We identify a psychiatric risk gene NISCH at 3p21.1 GWAS locus influencing dendritic spine morphogenesis and cognitive function, and Nischarin may have potentials for future therapeutic development.
精神分裂症和双相情感障碍(BD)被认为具有临床症状、遗传风险、病因和发病机制的相似性。我们之前的研究报告表明,跨越 3p21.1 染色体的单核苷酸多态性与精神分裂症和 BD 均显著相关,风险 SNP rs2251219 与人类特异性 Alu 多态性 rs71052682 呈连锁不平衡,后者在 U251 和 U87MG 细胞中的荧光素酶报告基因检测中显示出转录活性的增强子效应。
利用 CRISPR/Cas9 定向基因组编辑、实时定量 PCR 和公共 Hi-C 数据,研究 Alu 多态性 rs71052682 与 NISCH 之间的相关性。原代神经元培养、免疫荧光染色、共免疫沉淀、慢病毒载体生产、脑内立体定位注射、行为评估和药物治疗用于检测 Nischarin(由 NISCH 编码)的生理影响。

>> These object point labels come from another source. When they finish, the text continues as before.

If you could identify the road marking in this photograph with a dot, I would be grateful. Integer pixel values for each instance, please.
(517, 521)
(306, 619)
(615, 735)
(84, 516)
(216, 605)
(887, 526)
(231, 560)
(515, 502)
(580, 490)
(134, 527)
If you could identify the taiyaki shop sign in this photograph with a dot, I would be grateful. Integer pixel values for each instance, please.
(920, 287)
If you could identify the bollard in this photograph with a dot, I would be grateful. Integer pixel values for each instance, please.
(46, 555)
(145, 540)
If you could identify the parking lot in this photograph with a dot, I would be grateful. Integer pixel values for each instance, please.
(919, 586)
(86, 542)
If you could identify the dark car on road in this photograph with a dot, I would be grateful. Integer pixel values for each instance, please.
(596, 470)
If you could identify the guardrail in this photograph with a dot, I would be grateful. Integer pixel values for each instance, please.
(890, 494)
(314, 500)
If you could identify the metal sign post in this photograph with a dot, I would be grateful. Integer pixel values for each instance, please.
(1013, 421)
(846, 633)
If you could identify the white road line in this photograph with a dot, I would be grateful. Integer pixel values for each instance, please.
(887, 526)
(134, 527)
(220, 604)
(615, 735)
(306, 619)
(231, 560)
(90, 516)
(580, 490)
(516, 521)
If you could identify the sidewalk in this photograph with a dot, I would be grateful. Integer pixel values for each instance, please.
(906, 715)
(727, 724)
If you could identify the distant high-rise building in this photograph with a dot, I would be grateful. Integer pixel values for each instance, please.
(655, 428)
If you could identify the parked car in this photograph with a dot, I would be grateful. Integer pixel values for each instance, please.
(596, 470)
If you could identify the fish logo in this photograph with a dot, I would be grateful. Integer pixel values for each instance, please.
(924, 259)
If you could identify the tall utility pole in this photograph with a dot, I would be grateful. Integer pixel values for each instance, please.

在 U251 和 U87MG 细胞中删除 Alu 序列会降低位于 rs71052682 下游 180kb 的 NISCH 基因的 mRNA 表达,且脑组织中的 Hi-C 数据证实了广泛的染色质接触。这些数据表明,精神分裂症和 BD 的遗传风险预示着 NISCH 表达升高,这与精神科患者脑组织中观察到的 NISCH mRNA 水平高于对照组的情况一致。我们发现,原代培养神经元中 NISCH 的过表达导致蘑菇状树突棘密度显著降低,同时薄树突棘密度增加。有趣的是,该基因在小鼠中的高表达也导致 Y 迷宫中空间工作记忆受损。鉴于 Nischarin 是抗高血压药物可乐定和替扎尼定的靶标,这两种药物在精神分裂症和 BD 的初步临床试验中显示出治疗效果,我们证明了这些抗高血压药物的治疗可以降低小鼠 NISCH mRNA 表达并挽救其受损的工作记忆。
我们在 3p21.1 GWAS 位点发现了一个影响树突棘形态发生和认知功能的精神疾病风险基因 NISCH,Nischarin 可能具有未来治疗开发的潜力。